Liquidity is the ability to turn any asset into cash.

The easier it is to turn an asset into cash, the more of a liquid asset it is.

Is real estate a liquid investment?

The short answer is no. Real estate is not a liquid asset class. But there's a catch – that's actually a good thing.

Common sense says people want to have liquid investments. You want to be able to convert things into cash if you need to, right?

That's one reason why people have been in the stock market for so long. With the stock market, you can press the sell button, someone sells your ownership in a company, and you convert it to cash.

The reality, though (there is some data to back this up) it’s not such a good thing. The reason is, we have emotions. We’re emotional creatures, and our emotions often drive us to do things that don't make a lot of sense.

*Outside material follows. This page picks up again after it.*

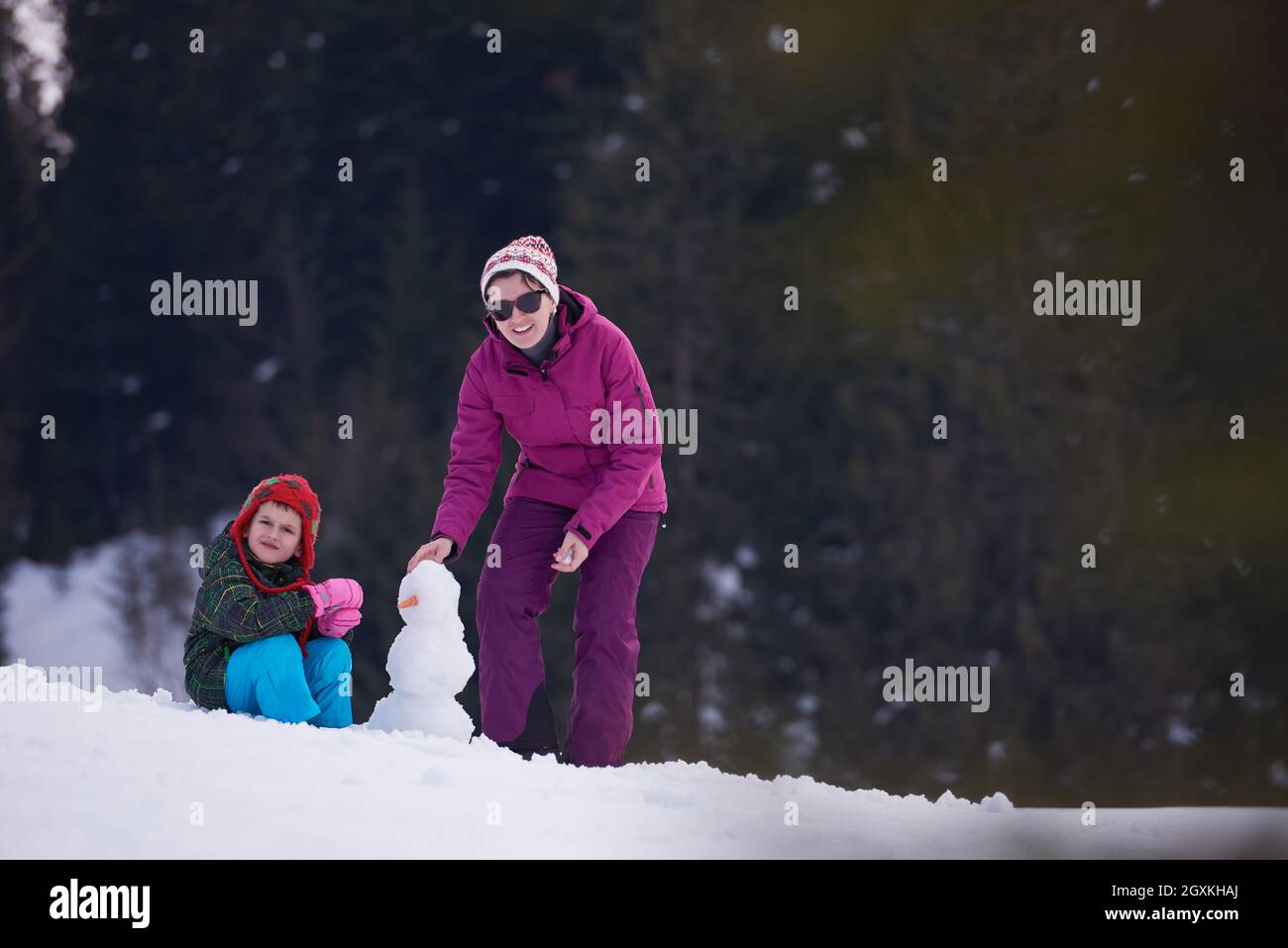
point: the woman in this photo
(576, 498)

People tend to buy at the high points in asset cycles, and they tend to sell at the low point.

If you want proof, just look at the housing crash in 2008. In the years building up to it, when there was a giant bubble building, things were super expensive, yet people were buying left and right.

Right after the crash, every single home, every single apartment building was effectively on sale, people were scared, and they didn't want to buy. They were acting with their emotions. They were buying it high, and they were selling it low.

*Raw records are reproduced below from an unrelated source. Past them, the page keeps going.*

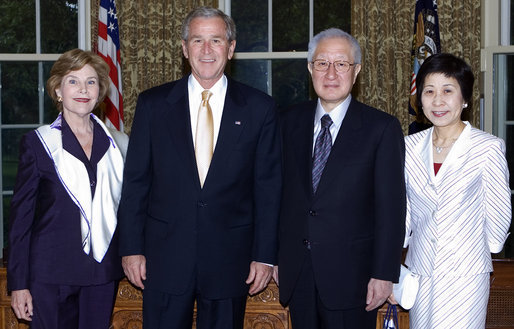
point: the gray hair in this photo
(335, 33)
(209, 12)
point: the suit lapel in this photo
(302, 138)
(341, 150)
(233, 121)
(178, 116)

So the illiquidity in real estate is actually a benefit because it prevents you from making emotional decisions that in the long term can hurt your financial well-being.

Back in September of 2021, there was some great data about the 20 year average of the S&P 500, which is a mixture of stocks. The average return in the S&P 500, If you bought it for January 1, and then 20 years later, you sold on December 31, was 7.7%.

But what type of financial performance did the average investor experience? The average investor got 4.8%. Why is that? Because they bought when it was high, and they sold when it was low.

So even though the market performed at a certain rate, the average investor experienced about 50% or 60% of that rate, because their emotions got in the way.

So, our advice is to stick with illiquid assets that don't allow your emotions to influence your investments.